Angaben des Arbeitgebers zur ausgeübten Tätigkeit

von
Goetz

In meinem Rentenverfahren EM-rente wurde mein Arbeitgeber durch die Rv befragt welche Tätigkeiten ich ausgeübt habe! Die beantwortung wurde dann wohl
fälschlicherweise an mich geschickt.
Nun lese ich, das die Angaben
erheblich von der Realität abweichen bis völlig falsch sind!

Welche Auswirkungen hat ,od kann das haben in meinem R-antrag?

Soll ich das so hinnehmen od
regelt das die RV ??????

von
Rosanna

Hallo Goetz,

diese Anfragen beim Arbeitgeber erfolgen i.d.R. zur Klärung des Berufsschutzes. Der Arb.Geber muß angeben, ob Sie Facharbeiter, angelernter oder ungelernter Arbeiter sind.

Trifft dies bei Ihnen so zu? Wenn die Angaben des Arbeitgebers unzutreffend sind, sollten Sie sich mit diesem in Verbindung setzen und es klären.
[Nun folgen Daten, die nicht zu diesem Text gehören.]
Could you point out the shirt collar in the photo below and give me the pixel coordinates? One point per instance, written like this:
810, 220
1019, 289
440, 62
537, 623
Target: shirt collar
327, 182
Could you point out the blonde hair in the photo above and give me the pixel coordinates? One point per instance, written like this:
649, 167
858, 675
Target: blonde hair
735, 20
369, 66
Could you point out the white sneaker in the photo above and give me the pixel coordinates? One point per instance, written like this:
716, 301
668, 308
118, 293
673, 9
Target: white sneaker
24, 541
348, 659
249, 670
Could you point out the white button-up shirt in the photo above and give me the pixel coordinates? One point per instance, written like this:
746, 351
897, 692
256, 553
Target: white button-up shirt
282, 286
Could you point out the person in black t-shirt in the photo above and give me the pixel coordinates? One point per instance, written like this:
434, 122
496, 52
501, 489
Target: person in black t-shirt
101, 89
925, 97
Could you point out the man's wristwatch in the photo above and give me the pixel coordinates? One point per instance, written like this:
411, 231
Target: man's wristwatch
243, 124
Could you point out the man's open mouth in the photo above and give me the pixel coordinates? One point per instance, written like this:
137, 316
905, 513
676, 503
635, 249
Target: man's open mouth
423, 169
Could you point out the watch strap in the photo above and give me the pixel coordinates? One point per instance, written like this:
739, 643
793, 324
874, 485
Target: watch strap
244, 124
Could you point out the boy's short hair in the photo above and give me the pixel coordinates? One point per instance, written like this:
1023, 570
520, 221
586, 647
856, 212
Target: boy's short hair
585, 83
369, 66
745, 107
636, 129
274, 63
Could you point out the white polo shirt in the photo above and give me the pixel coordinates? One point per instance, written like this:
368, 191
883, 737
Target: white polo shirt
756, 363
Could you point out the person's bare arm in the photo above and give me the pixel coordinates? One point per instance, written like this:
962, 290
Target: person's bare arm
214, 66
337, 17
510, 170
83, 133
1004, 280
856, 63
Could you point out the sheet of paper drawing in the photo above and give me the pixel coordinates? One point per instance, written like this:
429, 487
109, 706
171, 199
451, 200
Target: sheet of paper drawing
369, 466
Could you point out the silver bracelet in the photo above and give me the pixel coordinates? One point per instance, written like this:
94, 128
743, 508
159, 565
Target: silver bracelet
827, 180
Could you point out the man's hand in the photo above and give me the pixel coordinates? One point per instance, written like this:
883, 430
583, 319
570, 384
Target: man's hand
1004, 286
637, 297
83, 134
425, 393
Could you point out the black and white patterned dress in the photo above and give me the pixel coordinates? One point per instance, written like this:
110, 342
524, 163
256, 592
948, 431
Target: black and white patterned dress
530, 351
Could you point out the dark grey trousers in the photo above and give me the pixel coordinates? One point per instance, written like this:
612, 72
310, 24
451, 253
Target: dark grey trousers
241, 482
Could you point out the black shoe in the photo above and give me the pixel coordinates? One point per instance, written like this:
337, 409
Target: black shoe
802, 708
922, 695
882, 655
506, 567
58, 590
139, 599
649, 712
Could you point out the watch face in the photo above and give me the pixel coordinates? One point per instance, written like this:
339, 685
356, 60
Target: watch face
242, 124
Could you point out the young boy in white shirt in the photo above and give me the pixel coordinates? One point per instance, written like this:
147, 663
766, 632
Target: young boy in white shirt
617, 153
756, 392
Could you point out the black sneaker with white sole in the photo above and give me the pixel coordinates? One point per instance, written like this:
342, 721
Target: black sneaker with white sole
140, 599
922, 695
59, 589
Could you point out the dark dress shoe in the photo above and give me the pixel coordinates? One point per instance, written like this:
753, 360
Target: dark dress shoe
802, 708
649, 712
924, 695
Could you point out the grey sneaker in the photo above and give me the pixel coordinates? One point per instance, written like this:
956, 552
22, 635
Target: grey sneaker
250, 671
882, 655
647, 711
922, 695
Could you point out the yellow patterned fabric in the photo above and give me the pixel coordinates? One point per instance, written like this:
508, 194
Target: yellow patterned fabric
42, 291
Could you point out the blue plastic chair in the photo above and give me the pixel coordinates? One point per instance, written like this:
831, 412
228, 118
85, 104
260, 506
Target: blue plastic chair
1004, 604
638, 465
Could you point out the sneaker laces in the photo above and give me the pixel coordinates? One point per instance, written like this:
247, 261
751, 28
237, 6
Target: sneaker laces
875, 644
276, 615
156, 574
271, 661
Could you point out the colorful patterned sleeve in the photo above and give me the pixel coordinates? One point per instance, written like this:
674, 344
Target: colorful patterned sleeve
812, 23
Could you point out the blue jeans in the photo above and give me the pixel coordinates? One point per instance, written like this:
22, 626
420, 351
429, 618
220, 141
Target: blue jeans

Denn diese Frage kann sehr wichtig sein, wenn Sie vor dem 02.01.1961 geboren sind. Dann haben Sie evtl. einen Anspruch auf eine teilweise EM-Rente wegen Berufsunfähigkeit nach § 240 SGB VI.

Oder ging es in dem Schreiben um die ART der Arbeit (Arbeitsablauf) und wurde diese falsch dargestellt?

Außerdem sollten Sie der DRV eine Zwischennachricht geben, daß sich die Rücksendung des Fragebogens aus diesen Gründen verzögert. Denn sonst erinnert die DRV an die Rücksendung des Fragebogens beim Arbeitgeber.

MfG Rosanna.

von
sab

Wahrscheinlich wurde die Anfrage zur Überprüfung eines etwaigen Berufsschutzes gestellt. Welche Auswirkungen eine falsch beantwortete Anfrage hat, kann pauschal nicht festgestellt werden, da dies immer vom Einzelfall abhängt.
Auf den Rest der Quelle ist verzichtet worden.